Between 25 and 45 million Americans are affected by the disease, which is more common in women than in men. Its main symptoms are stomach pain, gas, diarrhea and constipation.
Dr. Brennan Spiegel hypothesizes that some people are simply better at coping with gravity than others.
WHAT IS ICS?
Irritable bowel syndrome (IBS) is a common bowel disorder that results in stomach pain, gas, diarrhea, and constipation.
The condition affects between 25 and 45 million Americans.
About two out of three of them are women.
Most people show their first symptoms of IBS before the age of 40.
The cause of the disease is unknown, but it is thought to be due to abnormalities in the gut bacteria.
Symptoms can be managed, but there is no cure for IBS.
Treatment involves taking care of yourself by changing your diet, lifestyle, and exercise.
The diet low in fermentable oligosaccharides, disaccharides, monosaccharides and polyols (FOMAP) is considered effective for people with IBS.
It contains eggs, meat, fruits and vegetables, while avoiding dairy products and wheat.

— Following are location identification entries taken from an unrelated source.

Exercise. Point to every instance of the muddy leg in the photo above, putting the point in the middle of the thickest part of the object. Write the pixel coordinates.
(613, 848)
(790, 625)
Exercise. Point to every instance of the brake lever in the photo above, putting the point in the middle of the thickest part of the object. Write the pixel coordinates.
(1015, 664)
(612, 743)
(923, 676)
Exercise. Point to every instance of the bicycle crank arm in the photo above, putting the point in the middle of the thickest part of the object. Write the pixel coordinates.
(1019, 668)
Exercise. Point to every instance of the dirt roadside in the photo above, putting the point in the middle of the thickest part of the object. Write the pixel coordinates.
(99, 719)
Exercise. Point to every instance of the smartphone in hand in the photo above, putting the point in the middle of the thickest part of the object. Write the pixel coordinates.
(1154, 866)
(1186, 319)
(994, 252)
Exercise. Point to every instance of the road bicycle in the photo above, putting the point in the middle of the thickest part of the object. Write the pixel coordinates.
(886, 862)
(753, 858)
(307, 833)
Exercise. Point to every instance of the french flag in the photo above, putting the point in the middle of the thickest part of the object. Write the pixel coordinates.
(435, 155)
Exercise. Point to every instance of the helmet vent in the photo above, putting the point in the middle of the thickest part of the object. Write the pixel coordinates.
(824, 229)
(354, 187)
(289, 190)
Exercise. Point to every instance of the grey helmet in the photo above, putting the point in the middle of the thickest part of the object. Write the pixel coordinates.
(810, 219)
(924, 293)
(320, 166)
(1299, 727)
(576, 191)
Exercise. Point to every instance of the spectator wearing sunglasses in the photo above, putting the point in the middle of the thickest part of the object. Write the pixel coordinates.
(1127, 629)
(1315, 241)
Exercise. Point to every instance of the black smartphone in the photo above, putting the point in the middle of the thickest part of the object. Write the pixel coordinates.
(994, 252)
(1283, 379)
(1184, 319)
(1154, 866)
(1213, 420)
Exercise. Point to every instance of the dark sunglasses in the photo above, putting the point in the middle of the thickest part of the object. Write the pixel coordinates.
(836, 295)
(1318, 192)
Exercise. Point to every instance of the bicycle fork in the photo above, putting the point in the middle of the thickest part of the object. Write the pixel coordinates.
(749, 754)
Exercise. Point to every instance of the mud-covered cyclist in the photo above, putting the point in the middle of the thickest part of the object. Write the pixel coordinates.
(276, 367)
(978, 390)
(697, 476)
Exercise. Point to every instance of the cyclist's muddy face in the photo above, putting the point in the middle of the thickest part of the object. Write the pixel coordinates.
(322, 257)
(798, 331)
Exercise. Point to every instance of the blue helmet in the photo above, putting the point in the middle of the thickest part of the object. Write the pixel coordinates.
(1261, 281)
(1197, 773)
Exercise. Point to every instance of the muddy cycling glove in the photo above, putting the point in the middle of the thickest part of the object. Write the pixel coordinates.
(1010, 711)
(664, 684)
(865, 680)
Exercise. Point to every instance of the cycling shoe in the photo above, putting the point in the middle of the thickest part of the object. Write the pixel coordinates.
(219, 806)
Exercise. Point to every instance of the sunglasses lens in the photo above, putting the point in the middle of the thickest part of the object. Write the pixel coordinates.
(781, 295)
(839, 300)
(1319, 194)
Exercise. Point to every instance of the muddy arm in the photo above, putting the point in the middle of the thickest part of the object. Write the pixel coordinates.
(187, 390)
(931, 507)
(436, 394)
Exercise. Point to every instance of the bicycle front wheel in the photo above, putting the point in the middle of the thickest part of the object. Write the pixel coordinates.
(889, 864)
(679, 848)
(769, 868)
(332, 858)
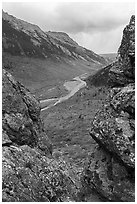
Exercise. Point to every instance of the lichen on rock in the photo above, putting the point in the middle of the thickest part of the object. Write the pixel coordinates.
(29, 172)
(111, 167)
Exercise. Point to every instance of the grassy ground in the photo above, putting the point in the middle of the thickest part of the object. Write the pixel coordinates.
(41, 75)
(68, 125)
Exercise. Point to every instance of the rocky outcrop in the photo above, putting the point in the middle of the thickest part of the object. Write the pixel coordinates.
(124, 70)
(111, 167)
(29, 172)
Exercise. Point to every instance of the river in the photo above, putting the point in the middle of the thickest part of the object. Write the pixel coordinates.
(72, 86)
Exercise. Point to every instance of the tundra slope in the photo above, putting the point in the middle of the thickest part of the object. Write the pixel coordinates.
(23, 38)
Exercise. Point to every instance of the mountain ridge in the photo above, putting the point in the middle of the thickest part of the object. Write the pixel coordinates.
(26, 39)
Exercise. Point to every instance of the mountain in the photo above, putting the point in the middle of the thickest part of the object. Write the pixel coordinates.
(111, 167)
(26, 39)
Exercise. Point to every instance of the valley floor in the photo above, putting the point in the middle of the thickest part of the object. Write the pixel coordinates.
(68, 123)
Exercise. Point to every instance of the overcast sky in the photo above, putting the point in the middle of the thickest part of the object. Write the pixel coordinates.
(96, 26)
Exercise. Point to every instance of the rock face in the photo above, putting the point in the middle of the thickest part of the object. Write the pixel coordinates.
(25, 39)
(29, 172)
(111, 167)
(124, 70)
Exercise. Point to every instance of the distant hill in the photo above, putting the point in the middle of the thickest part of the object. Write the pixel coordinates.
(110, 56)
(25, 39)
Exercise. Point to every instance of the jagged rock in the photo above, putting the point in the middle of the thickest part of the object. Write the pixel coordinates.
(25, 39)
(21, 114)
(30, 177)
(111, 167)
(107, 177)
(123, 72)
(112, 128)
(29, 173)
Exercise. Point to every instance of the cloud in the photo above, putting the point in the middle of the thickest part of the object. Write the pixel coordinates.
(97, 26)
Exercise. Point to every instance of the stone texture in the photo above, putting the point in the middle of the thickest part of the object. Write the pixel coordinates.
(123, 72)
(111, 168)
(30, 177)
(112, 127)
(108, 178)
(29, 172)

For example, individuals may have a “stretchable” suspension system where the intestines hang down.
Other people have spinal issues that cause the diaphragm to sag or the stomach to protrude, resulting in a crushed abdomen and can trigger mobility issues.
The theory could explain why exercise can help IBS, because exercise strengthens the support system that holds the organs together.

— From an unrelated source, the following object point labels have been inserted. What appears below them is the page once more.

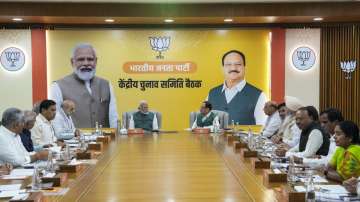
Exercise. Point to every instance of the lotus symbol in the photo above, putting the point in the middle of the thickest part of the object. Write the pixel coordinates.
(160, 44)
(348, 67)
(12, 57)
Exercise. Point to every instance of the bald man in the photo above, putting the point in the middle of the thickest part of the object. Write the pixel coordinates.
(93, 96)
(273, 121)
(143, 118)
(63, 124)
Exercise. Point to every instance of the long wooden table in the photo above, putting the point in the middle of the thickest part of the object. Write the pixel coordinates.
(168, 167)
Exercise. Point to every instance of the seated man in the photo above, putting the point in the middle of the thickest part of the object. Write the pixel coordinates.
(313, 140)
(63, 124)
(25, 135)
(12, 150)
(288, 135)
(351, 185)
(206, 118)
(273, 120)
(43, 134)
(328, 119)
(345, 163)
(143, 118)
(283, 111)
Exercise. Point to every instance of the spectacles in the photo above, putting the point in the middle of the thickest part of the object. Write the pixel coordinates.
(233, 64)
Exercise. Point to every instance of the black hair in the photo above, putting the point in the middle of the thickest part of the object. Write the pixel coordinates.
(45, 104)
(351, 130)
(233, 51)
(208, 105)
(312, 112)
(281, 105)
(333, 114)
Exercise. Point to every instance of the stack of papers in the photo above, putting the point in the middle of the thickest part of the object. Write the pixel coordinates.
(22, 172)
(10, 190)
(18, 174)
(316, 179)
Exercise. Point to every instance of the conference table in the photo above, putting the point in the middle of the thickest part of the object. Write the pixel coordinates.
(168, 167)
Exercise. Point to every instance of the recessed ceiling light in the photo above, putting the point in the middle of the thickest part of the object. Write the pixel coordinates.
(17, 19)
(109, 20)
(318, 19)
(168, 20)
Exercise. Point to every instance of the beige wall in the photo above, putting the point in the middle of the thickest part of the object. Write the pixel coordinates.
(16, 87)
(303, 84)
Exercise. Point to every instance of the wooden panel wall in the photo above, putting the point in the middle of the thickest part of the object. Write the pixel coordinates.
(338, 44)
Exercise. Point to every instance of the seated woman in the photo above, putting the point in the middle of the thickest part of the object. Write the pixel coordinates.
(345, 163)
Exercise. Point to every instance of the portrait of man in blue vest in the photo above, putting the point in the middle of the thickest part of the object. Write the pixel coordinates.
(143, 118)
(93, 96)
(243, 101)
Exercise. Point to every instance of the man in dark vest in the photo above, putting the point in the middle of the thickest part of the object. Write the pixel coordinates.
(206, 118)
(143, 118)
(313, 139)
(93, 96)
(243, 101)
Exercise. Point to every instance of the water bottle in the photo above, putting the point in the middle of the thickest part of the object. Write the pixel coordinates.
(291, 171)
(119, 126)
(66, 153)
(50, 163)
(100, 131)
(310, 191)
(97, 131)
(216, 127)
(250, 140)
(83, 146)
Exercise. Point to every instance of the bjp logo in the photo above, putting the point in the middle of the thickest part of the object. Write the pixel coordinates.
(160, 44)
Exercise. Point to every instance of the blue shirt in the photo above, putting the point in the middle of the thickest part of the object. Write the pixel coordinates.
(25, 136)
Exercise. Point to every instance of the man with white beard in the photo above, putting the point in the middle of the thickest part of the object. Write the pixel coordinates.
(93, 96)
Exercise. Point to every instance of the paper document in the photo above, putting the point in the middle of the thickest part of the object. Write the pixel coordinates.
(22, 172)
(10, 187)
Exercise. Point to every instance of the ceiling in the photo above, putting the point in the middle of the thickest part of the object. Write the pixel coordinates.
(199, 12)
(180, 1)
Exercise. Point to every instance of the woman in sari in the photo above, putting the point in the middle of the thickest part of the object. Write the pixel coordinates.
(345, 163)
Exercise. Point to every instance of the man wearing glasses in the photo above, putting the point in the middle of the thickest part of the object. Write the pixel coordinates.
(243, 101)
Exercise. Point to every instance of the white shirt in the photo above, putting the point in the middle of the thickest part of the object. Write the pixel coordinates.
(259, 114)
(294, 139)
(313, 162)
(155, 123)
(215, 122)
(43, 132)
(63, 125)
(312, 146)
(12, 150)
(273, 123)
(56, 95)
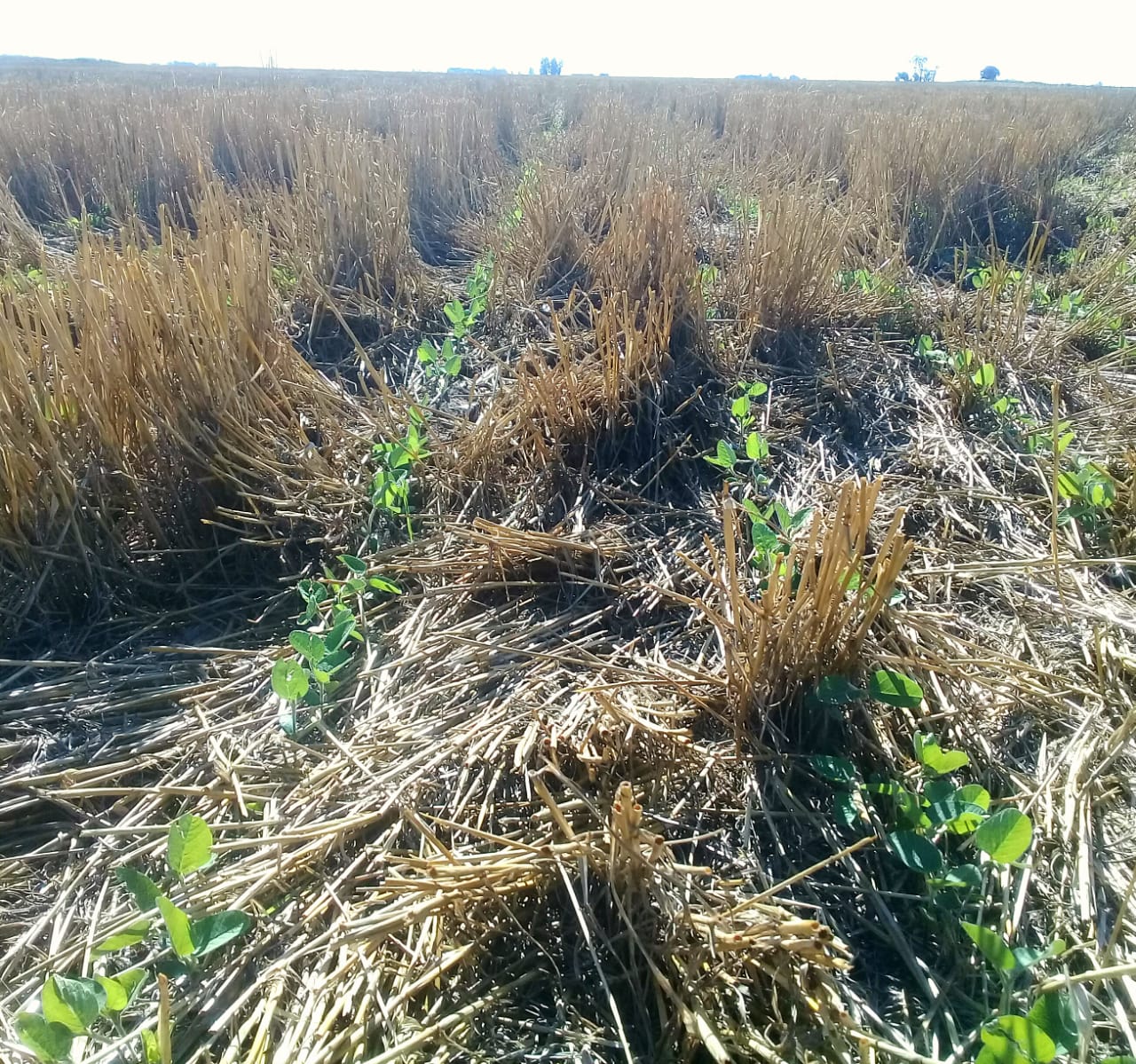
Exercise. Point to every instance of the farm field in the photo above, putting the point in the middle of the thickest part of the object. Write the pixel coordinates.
(564, 569)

Dr. Spiegel’s theory of gravity extends beyond the intestines.
He said: ‘Our nervous system has also evolved in a world of gravity, and this could explain why many people experience abdominal ‘butterflies’ when anxious.
“It is curious that these ‘visceral sensations’ also occur when falling to Earth, such as when falling on a roller coaster or in a turbulent plane.

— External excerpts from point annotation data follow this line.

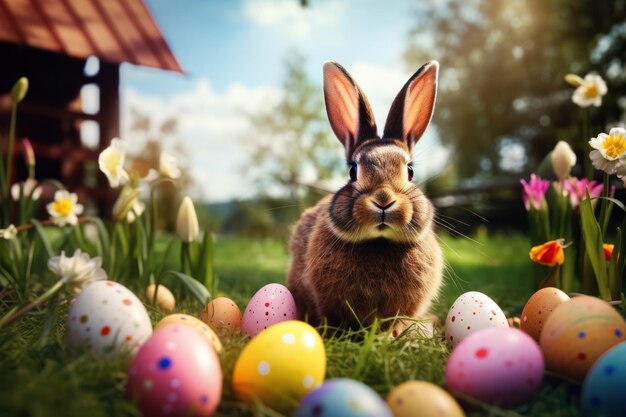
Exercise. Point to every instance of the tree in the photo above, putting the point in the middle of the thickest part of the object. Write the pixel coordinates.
(502, 69)
(293, 147)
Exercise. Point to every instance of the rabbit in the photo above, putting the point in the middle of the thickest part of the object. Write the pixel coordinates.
(369, 250)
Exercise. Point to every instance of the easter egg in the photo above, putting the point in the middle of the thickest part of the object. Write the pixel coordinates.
(604, 388)
(343, 397)
(164, 297)
(421, 398)
(108, 317)
(471, 312)
(280, 365)
(270, 305)
(187, 320)
(221, 313)
(499, 366)
(538, 308)
(577, 333)
(175, 373)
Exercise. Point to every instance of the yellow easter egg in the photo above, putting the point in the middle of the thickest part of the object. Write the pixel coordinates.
(164, 297)
(197, 324)
(421, 398)
(221, 313)
(577, 333)
(280, 365)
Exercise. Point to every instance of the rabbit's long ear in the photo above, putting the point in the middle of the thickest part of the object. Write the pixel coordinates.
(413, 107)
(348, 110)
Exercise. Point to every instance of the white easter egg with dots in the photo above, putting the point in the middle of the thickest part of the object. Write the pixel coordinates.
(471, 312)
(270, 305)
(107, 317)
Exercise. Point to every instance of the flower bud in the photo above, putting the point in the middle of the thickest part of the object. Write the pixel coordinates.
(563, 159)
(187, 222)
(19, 90)
(573, 80)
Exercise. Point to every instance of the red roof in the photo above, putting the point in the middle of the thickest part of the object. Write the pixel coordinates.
(113, 30)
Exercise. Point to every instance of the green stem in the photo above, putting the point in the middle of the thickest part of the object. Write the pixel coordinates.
(42, 298)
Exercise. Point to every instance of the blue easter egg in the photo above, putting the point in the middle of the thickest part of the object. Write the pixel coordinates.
(604, 388)
(343, 397)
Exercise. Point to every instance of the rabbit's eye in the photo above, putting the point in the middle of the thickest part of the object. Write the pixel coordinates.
(353, 171)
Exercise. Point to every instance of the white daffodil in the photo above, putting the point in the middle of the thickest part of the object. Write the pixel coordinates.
(78, 271)
(168, 166)
(609, 151)
(64, 209)
(590, 91)
(111, 162)
(26, 188)
(187, 221)
(8, 233)
(563, 159)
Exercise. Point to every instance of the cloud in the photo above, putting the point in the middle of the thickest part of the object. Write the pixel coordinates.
(211, 126)
(289, 18)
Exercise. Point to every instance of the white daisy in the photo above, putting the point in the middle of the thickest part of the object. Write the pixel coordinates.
(590, 92)
(64, 209)
(168, 166)
(77, 271)
(111, 162)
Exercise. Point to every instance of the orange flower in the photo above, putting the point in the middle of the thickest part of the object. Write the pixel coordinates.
(608, 251)
(548, 254)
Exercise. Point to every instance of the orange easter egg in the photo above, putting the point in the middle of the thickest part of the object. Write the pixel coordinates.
(577, 333)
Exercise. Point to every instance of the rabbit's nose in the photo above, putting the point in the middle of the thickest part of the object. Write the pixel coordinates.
(383, 206)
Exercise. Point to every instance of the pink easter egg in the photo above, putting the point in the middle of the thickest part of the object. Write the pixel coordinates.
(175, 373)
(499, 365)
(270, 305)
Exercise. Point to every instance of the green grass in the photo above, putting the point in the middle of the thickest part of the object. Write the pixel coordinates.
(47, 381)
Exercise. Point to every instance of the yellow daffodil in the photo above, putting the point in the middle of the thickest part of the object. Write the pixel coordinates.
(77, 271)
(111, 162)
(187, 222)
(64, 209)
(168, 166)
(548, 254)
(590, 91)
(609, 151)
(563, 159)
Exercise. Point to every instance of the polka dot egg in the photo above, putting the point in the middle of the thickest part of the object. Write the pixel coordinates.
(270, 305)
(498, 366)
(343, 398)
(107, 317)
(471, 312)
(424, 399)
(187, 320)
(280, 365)
(604, 388)
(538, 308)
(577, 333)
(175, 373)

“The nerves in the gut are like an ancient G-force sensor that alerts us when we are having – or are about to have – a dangerous fall. This is just a guess, but people with IBS might be prone to overestimating G-force threats that never happen.
People react differently to gravity, Dr. Spiegel explained, leading to a spectrum of “G-force alertness.”
Some will enjoy the hair-raising sensation of falling on a roller coaster, while others will wish it was over.
Dr. Spiegel said other conditions can also be caused by intolerance of gravity, including anxiety, depression and chronic fatigue.
He says a body struggling to deal with gravity can also struggle to pump serotonin – dubbed the “love” hormone – and other neurotransmitters around the body.
He said: “Dysregulated serotonin can be a form of gravity failure.
“When serotonin biology is abnormal, people can develop IBS, anxiety, depression, fibromyalgia, and chronic fatigue. These may be forms of intolerance to gravity.
Other theories are that IBS is a disorder resulting from the interaction between the gut and the brain, as behavioral therapy and substances like serotonin can help.
Another idea is that IBS is caused by harmful bacteria in the gut. Studies indicate that the disease can be controlled with antibiotics and a diet high in eggs, meat, grains, and fruits and vegetables.
Gut hypersensitivity, atypical serotonin levels, or a dysregulated nervous system could also be to blame.
More research is needed to test Dr. Spiegel’s idea and examine potential treatments.
Dr Shelly Lu, president of the Guild of Women in Gastroenterology and director of the Digestive and Liver Diseases Division at Cedars-Sinai, said the theory was “provocative”.
“The best thing about it is that it’s testable,” she said.
She added: “If true, this is a major paradigm shift in how we think about IBS and possibly treatment as well.”
The hypothesis was published in the American Journal of Gastroenterology.